A framework for comparing open source sentiment analysis APIs

With the rise of social media the way business and customers interact has drastically changed. Business are expected to have a web presence and to produce content in order to engage with their user base on a daily base. In return, the users don't shy away from leaving feedback, and they leave a lot of it. Having that in mind, it is easy to see how having an automated way to tell if the user-generated content was negative or positive would provide a lot of value for a businesses. Coincidentally, in recent years a lot of research and advances have been made in the field of sentiment analysis and the efforts yielded a number of tools for predicting sentiment of textual content. This is why we were interested in examining the landscape of open source APIs that provide that functionality. In this thesis we have built a framework for assessing the performance of some open source APIs for sentiment analysis. The APIs were tested against a dataset of social media content generated by real fashion brands and their user base. Because of the global nature of the fashion industry the APIs were appraised on how well they perform in predicting sentiment of data in original language as well as their English translations. Finally, the framework improved the accuracy of procured sentiment predictions by taking into account the sentimental value of emojis and emoticons found in the data.

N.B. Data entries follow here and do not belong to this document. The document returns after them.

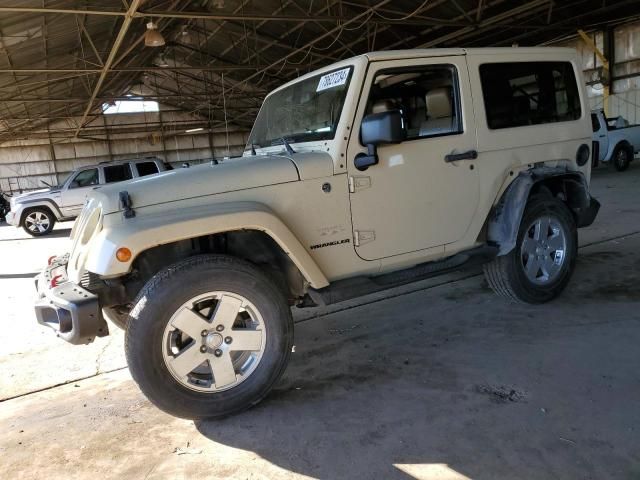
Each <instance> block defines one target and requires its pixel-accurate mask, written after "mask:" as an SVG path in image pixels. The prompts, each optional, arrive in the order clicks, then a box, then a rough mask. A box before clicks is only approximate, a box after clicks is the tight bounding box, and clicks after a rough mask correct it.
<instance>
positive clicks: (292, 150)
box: [280, 137, 296, 155]
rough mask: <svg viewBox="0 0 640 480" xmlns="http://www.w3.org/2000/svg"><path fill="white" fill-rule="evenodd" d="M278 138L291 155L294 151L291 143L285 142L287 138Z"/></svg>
mask: <svg viewBox="0 0 640 480" xmlns="http://www.w3.org/2000/svg"><path fill="white" fill-rule="evenodd" d="M280 140H282V144H283V145H284V148H285V149H286V150H287V153H288V154H289V155H293V154H294V153H296V152H295V150H294V149H293V148H291V145H289V142H287V139H286V138H284V137H280Z"/></svg>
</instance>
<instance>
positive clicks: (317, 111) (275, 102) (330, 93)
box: [248, 67, 353, 148]
mask: <svg viewBox="0 0 640 480" xmlns="http://www.w3.org/2000/svg"><path fill="white" fill-rule="evenodd" d="M352 70H353V67H346V68H341V69H338V70H333V71H331V72H329V73H323V74H319V75H315V76H313V77H310V78H307V79H306V80H303V81H301V82H298V83H294V84H293V85H290V86H289V87H286V88H284V89H282V90H280V91H278V92H276V93H274V94H272V95H270V96H269V97H267V99H266V100H265V101H264V103H263V104H262V108H261V109H260V112H259V113H258V117H257V118H256V122H255V124H254V125H253V130H252V131H251V136H250V137H249V143H248V147H249V148H250V147H251V145H253V146H255V147H269V146H271V145H279V144H282V138H286V140H287V142H289V143H295V142H311V141H316V140H332V139H333V137H334V136H335V133H336V128H337V126H338V121H339V120H340V113H341V112H342V106H343V105H344V99H345V97H346V94H347V89H348V88H349V80H350V78H351V72H352Z"/></svg>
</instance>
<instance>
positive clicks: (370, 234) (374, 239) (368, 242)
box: [353, 230, 376, 247]
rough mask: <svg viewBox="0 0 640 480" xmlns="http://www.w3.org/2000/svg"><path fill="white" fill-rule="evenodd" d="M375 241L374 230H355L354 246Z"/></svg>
mask: <svg viewBox="0 0 640 480" xmlns="http://www.w3.org/2000/svg"><path fill="white" fill-rule="evenodd" d="M375 239H376V232H374V231H373V230H354V232H353V244H354V245H355V246H356V247H359V246H361V245H364V244H366V243H370V242H373V241H374V240H375Z"/></svg>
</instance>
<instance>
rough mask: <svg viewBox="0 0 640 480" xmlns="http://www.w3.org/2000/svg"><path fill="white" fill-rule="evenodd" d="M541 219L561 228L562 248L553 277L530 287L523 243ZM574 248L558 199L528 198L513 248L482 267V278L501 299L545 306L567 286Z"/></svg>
mask: <svg viewBox="0 0 640 480" xmlns="http://www.w3.org/2000/svg"><path fill="white" fill-rule="evenodd" d="M543 217H547V218H550V219H553V221H555V222H557V225H558V226H560V227H561V228H562V230H563V232H564V238H565V239H566V240H565V245H566V246H565V249H564V255H563V260H562V261H563V263H562V265H561V267H560V269H559V271H558V272H557V273H555V274H554V277H553V278H550V279H549V282H548V283H534V281H532V280H530V278H528V276H527V273H526V272H525V266H524V265H523V260H522V258H523V255H524V253H523V242H524V241H525V236H527V237H528V235H529V232H530V231H531V227H532V226H533V223H534V222H535V221H536V219H540V218H543ZM534 228H535V227H534ZM577 246H578V234H577V229H576V225H575V221H574V219H573V215H572V214H571V212H570V211H569V209H568V208H567V206H566V205H565V204H564V203H563V202H562V201H560V200H558V199H555V198H550V197H548V196H544V195H536V196H534V197H531V199H530V200H529V202H528V203H527V206H526V208H525V212H524V214H523V216H522V221H521V223H520V229H519V231H518V237H517V240H516V246H515V247H514V249H513V250H512V251H511V252H509V253H508V254H506V255H502V256H499V257H496V258H495V259H494V260H492V261H491V262H490V263H488V264H486V265H485V266H484V275H485V278H486V279H487V282H488V283H489V286H491V288H492V289H493V290H494V292H496V293H497V294H498V295H500V296H502V297H505V298H508V299H510V300H512V301H515V302H518V303H532V304H538V303H545V302H548V301H550V300H552V299H554V298H555V297H557V296H558V295H559V294H560V293H561V292H562V290H564V288H565V287H566V286H567V283H568V282H569V279H570V278H571V274H572V273H573V270H574V267H575V259H576V255H577ZM547 255H549V253H547ZM554 255H555V253H554ZM537 272H538V271H537ZM536 275H537V273H536Z"/></svg>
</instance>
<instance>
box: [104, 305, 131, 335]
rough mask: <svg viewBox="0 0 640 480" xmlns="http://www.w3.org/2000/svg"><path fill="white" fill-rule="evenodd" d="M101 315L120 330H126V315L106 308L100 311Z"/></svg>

Con l'avvento dei social media, il modo in cui le aziende interagiscono con i propri clienti è drasticamente cambiato. Da un lato, le aziende devono necessariamente avere una presenza sul Web e produrre contenuti su base giornaliera in grado di coinvolgere i propri clienti e attrarne di nuovi. Dall'altro i clienti non hanno timore a rilasciare numerosi commenti sul Web e soprattutto nei social media. In questo scenario, è semplice intravedere del valore aggiunto per le aziende nei metodi automatici in grado di individuare se i contenuti generati dagli utenti hanno un'attitudine negativa o positiva. Infatti negli ultimi anni molte attività di ricerca sono state dedicate alla analisi del "sentiment" e hanno portato alla definizione di diversi strumenti automatici per predire il sentiment dei contenuti testuali rilasciati dagli utenti nel Web. Questo scenario ci ha spinto a esaminare con il nostro lavoro di tesi alcune API open source per la sentiment analysis. In particolare, la tesi riguarda la costruzione di un tool per valutare e confrontare API diverse. Il tool sviluppato ha permesso di applicare le API su un data set di commenti generati da aziende che realmente operano nel settore della moda e da utenti di social media (Facebook, Twitter) che fanno parte della fan base delle aziende. Vista la natura globale dell'industria della moda, le API sono state applicate sia ai post nel loro linguaggio originale, sia alla loro traduzione in Inglese. Infine, tramite il framework definito, abbiamo provato come l'accuratezza dell'analisi del sentiment possa migliorare se si tiene conto del significato degli emojis e degli emoticons presenti nei contenuti analizzati.